There may be an angle to it that the girls outnumber boys because of the kind of courses that St Stephen’s offers and is known for:

Courses like English and History Honours have more girls than boys. “The English literature class has a very skewed male-female ratio. The third year English Literature class has 26 girls and only three boys,” said Karen Gaberial of the English Department. Gaberial is also the media advisor of the college.

Not being known as a college for studying science, commerce, business education could be one reason why there are lesser number of boys getting admitted to their courses.

But the point remains that an all-boys college was opened to girls in 1975.  Most importantly, a quota of 25% for girls was instituted in a prestigious institution where getting admission for boys would not have been easy either.

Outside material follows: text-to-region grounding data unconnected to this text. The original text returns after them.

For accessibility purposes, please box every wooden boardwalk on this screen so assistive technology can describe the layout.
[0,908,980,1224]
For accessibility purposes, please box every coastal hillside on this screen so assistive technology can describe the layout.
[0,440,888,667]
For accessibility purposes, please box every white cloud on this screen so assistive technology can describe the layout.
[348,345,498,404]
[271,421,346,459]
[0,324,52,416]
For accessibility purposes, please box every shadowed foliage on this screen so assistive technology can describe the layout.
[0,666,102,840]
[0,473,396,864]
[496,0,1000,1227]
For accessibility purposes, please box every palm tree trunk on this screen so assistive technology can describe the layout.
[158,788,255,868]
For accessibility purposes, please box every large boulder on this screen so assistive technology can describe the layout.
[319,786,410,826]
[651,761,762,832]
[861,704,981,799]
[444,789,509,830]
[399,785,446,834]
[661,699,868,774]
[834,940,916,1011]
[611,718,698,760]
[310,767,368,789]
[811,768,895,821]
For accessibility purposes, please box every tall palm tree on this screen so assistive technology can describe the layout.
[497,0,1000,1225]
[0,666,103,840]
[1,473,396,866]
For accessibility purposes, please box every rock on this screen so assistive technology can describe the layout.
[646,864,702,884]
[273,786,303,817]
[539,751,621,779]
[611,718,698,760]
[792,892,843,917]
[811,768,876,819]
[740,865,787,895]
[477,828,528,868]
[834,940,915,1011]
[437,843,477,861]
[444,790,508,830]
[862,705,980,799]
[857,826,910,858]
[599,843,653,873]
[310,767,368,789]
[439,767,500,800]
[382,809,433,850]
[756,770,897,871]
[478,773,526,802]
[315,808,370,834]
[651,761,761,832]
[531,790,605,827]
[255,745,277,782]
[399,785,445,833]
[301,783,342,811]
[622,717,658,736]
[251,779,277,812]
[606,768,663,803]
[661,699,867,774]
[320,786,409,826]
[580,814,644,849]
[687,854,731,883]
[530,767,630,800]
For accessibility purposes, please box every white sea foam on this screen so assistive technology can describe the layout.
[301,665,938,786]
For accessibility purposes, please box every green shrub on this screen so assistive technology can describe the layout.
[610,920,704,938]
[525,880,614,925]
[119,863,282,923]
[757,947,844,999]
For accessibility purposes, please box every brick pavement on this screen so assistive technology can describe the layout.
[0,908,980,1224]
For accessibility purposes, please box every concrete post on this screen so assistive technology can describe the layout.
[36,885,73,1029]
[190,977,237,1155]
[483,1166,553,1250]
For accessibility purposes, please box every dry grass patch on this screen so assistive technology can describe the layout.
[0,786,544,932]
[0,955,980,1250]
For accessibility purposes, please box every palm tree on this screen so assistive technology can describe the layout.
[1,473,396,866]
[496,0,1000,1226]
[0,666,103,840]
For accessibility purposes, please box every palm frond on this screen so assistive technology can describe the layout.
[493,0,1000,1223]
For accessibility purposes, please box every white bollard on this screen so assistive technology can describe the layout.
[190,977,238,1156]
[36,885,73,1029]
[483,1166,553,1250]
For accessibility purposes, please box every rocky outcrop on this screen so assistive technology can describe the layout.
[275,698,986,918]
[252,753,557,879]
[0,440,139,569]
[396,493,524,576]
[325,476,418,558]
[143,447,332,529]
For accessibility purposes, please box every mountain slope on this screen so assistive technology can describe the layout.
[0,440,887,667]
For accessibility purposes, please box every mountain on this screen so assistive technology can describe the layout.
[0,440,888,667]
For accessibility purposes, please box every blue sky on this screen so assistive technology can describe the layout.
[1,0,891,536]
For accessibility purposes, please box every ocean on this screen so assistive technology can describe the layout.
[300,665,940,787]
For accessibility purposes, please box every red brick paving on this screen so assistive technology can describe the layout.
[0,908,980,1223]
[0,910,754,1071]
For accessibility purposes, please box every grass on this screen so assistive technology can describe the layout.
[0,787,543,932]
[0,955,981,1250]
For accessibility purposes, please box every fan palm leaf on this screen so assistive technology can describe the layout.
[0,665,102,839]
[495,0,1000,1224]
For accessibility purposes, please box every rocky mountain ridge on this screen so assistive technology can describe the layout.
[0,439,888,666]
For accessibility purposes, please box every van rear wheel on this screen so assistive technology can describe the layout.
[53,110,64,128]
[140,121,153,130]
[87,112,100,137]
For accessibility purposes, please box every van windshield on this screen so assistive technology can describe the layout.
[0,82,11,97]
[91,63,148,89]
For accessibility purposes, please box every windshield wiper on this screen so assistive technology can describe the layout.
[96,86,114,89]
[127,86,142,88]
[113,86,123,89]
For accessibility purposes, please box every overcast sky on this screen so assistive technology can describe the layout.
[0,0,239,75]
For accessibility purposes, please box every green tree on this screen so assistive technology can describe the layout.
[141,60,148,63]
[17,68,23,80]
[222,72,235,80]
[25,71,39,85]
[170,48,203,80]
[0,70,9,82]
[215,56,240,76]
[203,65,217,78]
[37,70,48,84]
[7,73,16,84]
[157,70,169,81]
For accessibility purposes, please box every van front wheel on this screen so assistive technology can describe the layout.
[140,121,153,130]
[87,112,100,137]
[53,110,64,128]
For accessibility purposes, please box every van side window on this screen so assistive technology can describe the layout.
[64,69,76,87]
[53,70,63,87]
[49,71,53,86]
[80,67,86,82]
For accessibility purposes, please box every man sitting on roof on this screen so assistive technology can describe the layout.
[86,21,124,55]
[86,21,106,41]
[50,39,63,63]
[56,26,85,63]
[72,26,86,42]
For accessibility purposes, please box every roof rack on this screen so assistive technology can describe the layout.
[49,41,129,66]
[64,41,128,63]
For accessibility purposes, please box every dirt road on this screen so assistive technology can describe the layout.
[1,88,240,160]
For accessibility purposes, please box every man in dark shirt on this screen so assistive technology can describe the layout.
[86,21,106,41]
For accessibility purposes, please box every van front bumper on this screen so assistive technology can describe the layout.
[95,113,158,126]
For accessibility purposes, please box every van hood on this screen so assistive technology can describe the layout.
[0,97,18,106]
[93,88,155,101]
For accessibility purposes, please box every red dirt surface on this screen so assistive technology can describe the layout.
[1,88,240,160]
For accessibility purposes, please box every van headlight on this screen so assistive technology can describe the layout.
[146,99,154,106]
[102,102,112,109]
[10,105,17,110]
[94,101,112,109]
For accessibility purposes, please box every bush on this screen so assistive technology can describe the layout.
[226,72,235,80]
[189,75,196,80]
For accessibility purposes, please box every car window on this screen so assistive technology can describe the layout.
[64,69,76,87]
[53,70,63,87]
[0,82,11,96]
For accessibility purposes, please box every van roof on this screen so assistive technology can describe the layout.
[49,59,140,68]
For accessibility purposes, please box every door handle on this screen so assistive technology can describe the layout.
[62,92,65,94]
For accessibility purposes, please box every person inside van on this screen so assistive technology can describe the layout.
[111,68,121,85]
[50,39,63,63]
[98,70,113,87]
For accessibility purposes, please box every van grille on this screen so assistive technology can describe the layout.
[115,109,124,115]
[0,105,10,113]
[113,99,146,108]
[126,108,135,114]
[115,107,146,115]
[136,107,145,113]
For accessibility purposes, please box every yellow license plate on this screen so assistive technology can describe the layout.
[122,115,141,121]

St Stephen’s and Hindu College had been boys’ colleges for years before they were open to girls in the 1970s. However, girls’ colleges, including Miranda House, Indraprastha and Daulat Ram, have so far remained all girls’ colleges.

So opening boys colleges for girls is fine, giving 25% quota to girls in admissions was considered fine and not against any public policy, but giving 40% quota to boys now is considered a sacrilege and against meritocracy! 

From same news on Times of India, a woman professor Nandita Narain of the St Stephen states:


“Arguments were made that women students are taking up a majority of seats and that there were also a number of women’s colleges in Delhi University. If this is the case then you should make the boys do well, not deny seats to meritorious girls,” she said.

What happened to laudable goal of meritocracy when 25% quota for girls was instituted in 1975?  If that was some kind of affirmative action in favour of girls and women, isn’t a similar affirmative action needed now in favour of boys and men?